In March, the class' resolve was again tested by the loss of a classmate, Christian Samay '24, who was honored with a moment of silence and the conferral of his degree during the ceremony. "Each one of us is different, complex and beautiful, and our interactions have impacted one another in so many ways," Tarzy said. "As we leave Bucknell and move beyond, we take the best of each other wherever we go."

"Push boundaries and provoke change"

Keynote speaker, creative producer and documentary filmmaker Nadia Sasso '11 channeled the legacy of her family's fierce and tenacious spirit to impart to the nearly 900 graduates just how important it is to be persistent in the face of adversity. The recipient of Bucknell's Young Alumni Award in 2021, Sasso earned a master of arts from Lehigh University and a doctorate from Cornell University. Her work has been recognized by former President Barack Obama and former network news anchor Katie Couric, and her app BlaytorBlox works to connect companies, brands and filmmakers to BIPOC (Black, Indigenous and other people of color) professionals working in creative fields.
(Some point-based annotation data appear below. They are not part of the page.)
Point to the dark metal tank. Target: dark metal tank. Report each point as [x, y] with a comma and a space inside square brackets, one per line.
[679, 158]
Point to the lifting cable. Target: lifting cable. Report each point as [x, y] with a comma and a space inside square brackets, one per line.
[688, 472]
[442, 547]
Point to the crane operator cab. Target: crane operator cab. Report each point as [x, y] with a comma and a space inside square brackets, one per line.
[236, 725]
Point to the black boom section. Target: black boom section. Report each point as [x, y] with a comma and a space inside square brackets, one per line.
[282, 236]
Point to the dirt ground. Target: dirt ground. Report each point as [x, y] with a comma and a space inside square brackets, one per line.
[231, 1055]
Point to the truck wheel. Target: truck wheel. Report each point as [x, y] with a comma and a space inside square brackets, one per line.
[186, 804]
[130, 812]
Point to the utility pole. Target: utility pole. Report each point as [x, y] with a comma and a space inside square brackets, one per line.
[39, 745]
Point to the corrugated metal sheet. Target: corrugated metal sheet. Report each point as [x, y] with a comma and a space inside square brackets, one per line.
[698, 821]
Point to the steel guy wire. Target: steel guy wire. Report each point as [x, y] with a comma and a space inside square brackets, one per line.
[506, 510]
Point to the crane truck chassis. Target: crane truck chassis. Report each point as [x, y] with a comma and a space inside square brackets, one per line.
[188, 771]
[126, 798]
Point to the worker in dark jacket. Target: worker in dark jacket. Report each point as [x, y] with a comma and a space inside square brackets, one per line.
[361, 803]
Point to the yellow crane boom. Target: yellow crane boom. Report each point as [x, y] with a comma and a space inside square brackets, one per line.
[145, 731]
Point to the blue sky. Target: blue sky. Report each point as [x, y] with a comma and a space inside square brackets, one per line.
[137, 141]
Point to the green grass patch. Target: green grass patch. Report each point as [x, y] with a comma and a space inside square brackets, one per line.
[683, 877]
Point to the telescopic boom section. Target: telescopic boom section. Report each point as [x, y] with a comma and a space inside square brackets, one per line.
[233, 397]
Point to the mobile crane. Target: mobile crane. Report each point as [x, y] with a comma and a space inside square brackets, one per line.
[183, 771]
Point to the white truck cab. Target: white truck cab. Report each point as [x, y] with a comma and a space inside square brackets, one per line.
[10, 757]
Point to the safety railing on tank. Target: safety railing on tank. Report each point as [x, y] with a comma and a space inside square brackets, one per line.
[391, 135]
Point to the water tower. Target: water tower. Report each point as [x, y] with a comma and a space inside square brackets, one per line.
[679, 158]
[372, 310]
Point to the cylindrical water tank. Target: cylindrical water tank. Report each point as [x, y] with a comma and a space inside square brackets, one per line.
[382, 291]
While she has achieved success across different creative industries, Sasso shared the trials and challenges that marked the early stages of her journey at Bucknell. "I took on multiple jobs on campus to support myself and contribute to my family's needs. By day, I worked at the career center and the alumni relations center; by night, I was a barista at the 7th Street Café," she said. "This balancing act was exhausting."

Nadia Sasso '11 speaks on the Commencement stage behind a podium and microphones and in front of a Bucknell University logoed backdrop.

Keynote speaker Nadia Sasso '11 emphasized the importance of persistence and tenacity while encouraging graduates to work toward meaningful change. Photo by Emily Paine, Marketing & Communications

But hard work taught her about the importance of resilience and relying on others for support, especially the network she found in Bucknell's Posse Scholars Program. Years later, she would draw on those lessons after the pandemic upended her career, and amid the unrest that followed the murder of George Floyd. "This convergence of personal and global upheaval brought into focus the enduring lessons of tenacity and community I've carried with me," she said. "It reminded me that sometimes, the support we need does not just come from the immediate community but also from our inner strength, honed by years of overcoming obstacles."

Sasso, who majored in English and sociology with a concentration in media and culture, asked the graduates to consider how they will use tenacity to make important contributions, not only to their own lives, but also to the causes that mean the most to them. "The true measure of tenacity isn't merely about persistence — it's about fostering meaningful change and questioning systems that fail us. Every act of steadfastness, no matter its scale, contributes to a larger narrative of transformation," she said. Tenacity is about "trusting in that instinct to push boundaries and provoke change, even when it's uncomfortable."

While leaving college can feel like a scary step, she reminded the graduates to lean on Bucknell's alumni network to help them navigate the world: With their degrees now conferred, the Class of 2024 joins Sasso as part of the more than 56,000-strong Bucknell alumni network, a worldwide community that's ready to support its newest members as they step out into the world.

"Building a supportive community is key. With the right people around you, any challenge can become a stepping stone to success," she said. "Embrace the complexity of this time. Lean into the discomfort. And through it all, hold onto the knowledge that you are not alone in this journey."